Entiéndanme bien: Cómo no llorar tan gigantesca tragedia; no va por ahí mi reflexión. Más bien tengo el foco puesto en esos dramas que no consiguen semejante respuesta colectiva porque nadie parece abrir las compuertas del lacrimal que coordina a la nación.

Y es que las lágrimas tienen algo de peste acuosa y salina que se contagia por exposición. Pero si no es por dolor directo, nos las tienen que extraer en letras grandes y con fotografías o vídeos impactantes. Es necesario llamar a filas a nuestra tristeza. Vean si no que en el año 2012 murieron 555 personas en accidentes laborales o que 1.300 perecieron en siniestros de tráfico (decenas en un mismo fin de semana, múltiples en un solo accidente). A nadie le dio por llorarlos en Nochevieja. Lo mismo ni conocían ustedes el dato. Y no hace falta ya hablar de dramas de países lejanos.

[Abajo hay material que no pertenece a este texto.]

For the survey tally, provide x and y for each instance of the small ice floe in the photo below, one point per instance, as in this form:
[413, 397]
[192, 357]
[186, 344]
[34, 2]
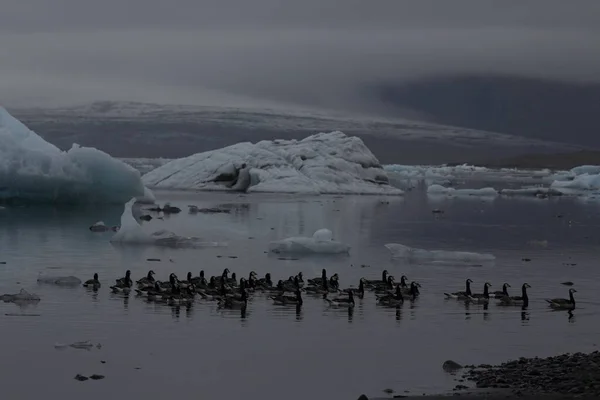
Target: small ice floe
[320, 243]
[99, 226]
[437, 256]
[22, 297]
[131, 232]
[85, 345]
[448, 191]
[59, 280]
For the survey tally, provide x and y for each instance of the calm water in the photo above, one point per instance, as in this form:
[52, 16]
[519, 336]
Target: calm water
[273, 352]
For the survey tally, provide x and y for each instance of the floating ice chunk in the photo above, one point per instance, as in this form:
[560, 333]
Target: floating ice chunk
[323, 235]
[330, 163]
[580, 182]
[22, 297]
[60, 280]
[442, 256]
[33, 170]
[586, 169]
[321, 243]
[131, 232]
[532, 191]
[441, 190]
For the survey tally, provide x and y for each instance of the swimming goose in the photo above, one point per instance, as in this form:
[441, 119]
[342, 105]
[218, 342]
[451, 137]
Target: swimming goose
[123, 285]
[383, 280]
[360, 291]
[481, 297]
[148, 280]
[341, 301]
[501, 293]
[266, 282]
[412, 290]
[233, 303]
[200, 281]
[94, 282]
[318, 281]
[300, 277]
[321, 289]
[461, 295]
[563, 304]
[392, 300]
[522, 300]
[286, 300]
[385, 288]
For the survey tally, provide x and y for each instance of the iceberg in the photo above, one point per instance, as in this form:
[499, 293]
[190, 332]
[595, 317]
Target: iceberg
[33, 170]
[437, 256]
[540, 192]
[325, 163]
[320, 243]
[441, 190]
[131, 232]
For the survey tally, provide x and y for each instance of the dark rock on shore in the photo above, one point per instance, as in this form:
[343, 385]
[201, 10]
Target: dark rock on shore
[570, 374]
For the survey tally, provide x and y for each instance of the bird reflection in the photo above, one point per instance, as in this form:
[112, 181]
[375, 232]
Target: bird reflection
[398, 313]
[299, 314]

¿Qué es pues lo que nos conmueve? ¿Qué nos hace dar condolencias ajenas y marchar con marcial entrega al duelo colectivo? ¿A partir de cuántos muertos comienza el pésame social? Hagamos un experimento. Imaginen que se enteran así del suceso, sin fotos ni testimonios: "Al menos 75 muertos en un accidente ferroviario en Galicia, pasemos a los deportes". ¿Sienten que se les caen las lágrimas o que necesitan clamar al viento su conmoción? Sí, sé que el ejemplo está elevado al absurdo; pero también sé la respuesta. Y aun así, sabiendo el truco, sigo con el corazón encogido por el accidente; porque una vez que te metes en los zapatos de alguien, cuesta horrores desanudarse los cordones. Así que sea por lo que fuere, funciona. Y me siento humano. Pero me da miedo pensar en cómo se puede activar ese botón del llanto patrio. Y sobre todo en por qué a veces no se activa.

Acabando esta reflexión, parece imposible no mencionar el pésame que el Gobierno dio a las víctimas, con un comunicado que introducía un párrafo hablando de los afectados por el terremoto de Gansu. Pero no lo voy a criticar (y tiene tela el asunto, para rellenar páginas de esputos). ¿Y saben por qué? Porque me parece que no fueron las únicas sinceras condolencias con algo de copia y pega ayer. Sólo espero que las lágrimas y el interés nos duren lo suficiente para conocer si este accidente se podía haber evitado. Para cuando eso llegue, estaremos ya, seguramente, implicados en otras emociones. Que se lo pregunten si no a los familiares de los fallecidos en el metro de Valencia.